Dec. 17, 2015 - 17:06 By KH디지털2

Last Saturday, EBC broadcast footage of a road block on Freeway No. 3 resulting from Democratic Progressive Party vice-presidential candidate Chen Chien-jen’s motorcade passing through for an election campaign event. 

The fuming passenger who shot the video footage complained that politicians seemed to forget that ordinary citizens also have their own business to conduct and schedules to accede to. It was not immediately clear whether Chen was aware that the cordon had been put in place for him.

On Monday, The Apple Daily further reported that a train was delayed for two minutes to accommodate the schedule of Taiwan High Speed Rail Company CEO James Jeng. The train subsequently arrived on schedule, although the procedure to delay the train in the first place was not categorized as an operational irregularity.

In the case of Chen, highway and security officials stated that the temporary road block had been preapproved and was not the result of special privileges. In the case of the high-speed rail delay, Jeng defended his actions saying that he needed to board the train in order to attend a briefing with Premier Mao Chi-kuo in Miaoli.

These two incidents illustrate the prioritization of public infrastructure for high-level officials. In the first instance, partisan and electoral interests of an individual seeking public office trumped the public good.
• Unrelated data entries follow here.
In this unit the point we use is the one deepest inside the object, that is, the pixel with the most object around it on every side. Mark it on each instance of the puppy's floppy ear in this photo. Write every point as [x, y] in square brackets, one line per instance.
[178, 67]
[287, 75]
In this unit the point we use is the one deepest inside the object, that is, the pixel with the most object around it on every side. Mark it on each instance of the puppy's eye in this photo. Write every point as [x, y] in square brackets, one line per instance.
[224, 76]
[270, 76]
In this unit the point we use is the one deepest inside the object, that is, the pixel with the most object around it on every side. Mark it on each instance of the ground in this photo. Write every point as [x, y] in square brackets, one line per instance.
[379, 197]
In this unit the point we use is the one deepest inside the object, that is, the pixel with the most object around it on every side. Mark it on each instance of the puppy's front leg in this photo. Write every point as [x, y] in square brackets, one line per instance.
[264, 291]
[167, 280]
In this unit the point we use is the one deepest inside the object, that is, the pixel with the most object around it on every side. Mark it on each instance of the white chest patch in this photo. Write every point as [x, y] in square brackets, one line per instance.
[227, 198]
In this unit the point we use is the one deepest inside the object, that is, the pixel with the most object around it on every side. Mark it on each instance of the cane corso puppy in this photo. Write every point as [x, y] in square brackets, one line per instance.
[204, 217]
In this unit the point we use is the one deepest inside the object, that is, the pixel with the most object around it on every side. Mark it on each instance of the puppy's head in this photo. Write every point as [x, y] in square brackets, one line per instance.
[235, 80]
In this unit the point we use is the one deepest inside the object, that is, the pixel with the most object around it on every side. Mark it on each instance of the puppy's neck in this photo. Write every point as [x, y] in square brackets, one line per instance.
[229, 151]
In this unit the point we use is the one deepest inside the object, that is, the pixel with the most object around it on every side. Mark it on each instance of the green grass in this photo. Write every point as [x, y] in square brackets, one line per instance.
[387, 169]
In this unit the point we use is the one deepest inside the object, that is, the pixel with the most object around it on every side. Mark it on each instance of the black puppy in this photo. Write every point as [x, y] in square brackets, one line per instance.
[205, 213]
In the second instance, a corporate leader used the excuse of attending a government meeting to subordinate the itineraries of the remaining passengers of the high-speed train. They remind us of when unpopular and frequent traffic cordons were set up for former premier Lien Chan as he insisted on going home to have lunch with his mother. 

Most of the public can understand the need to protect public figures for reasons of national security. But when public transportation infrastructure is put at the whim of those few with power merely to make their campaign itineraries convenient, it becomes a wanton abuse of power that symbolizes two systems: one for the narrow interests of ruling elites and another for the subordinate citizen.

Politicians and candidates for public office should receive adequate protection but not a blanket prioritization over the rest of the country’s citizens. When elites become totally divorced from the daily incidents that most of us have to face, their governance will not be publicly minded. 

The corporate leaders can learn to plan their itineraries around obstructions, while politicians from all political parties can also empathize with the rest of the population for which traffic jams and missed trains are a fact of life.

By Yuan-Ming Chiao

Yuan-Ming Chiao is a reporter at the China Post. — Ed.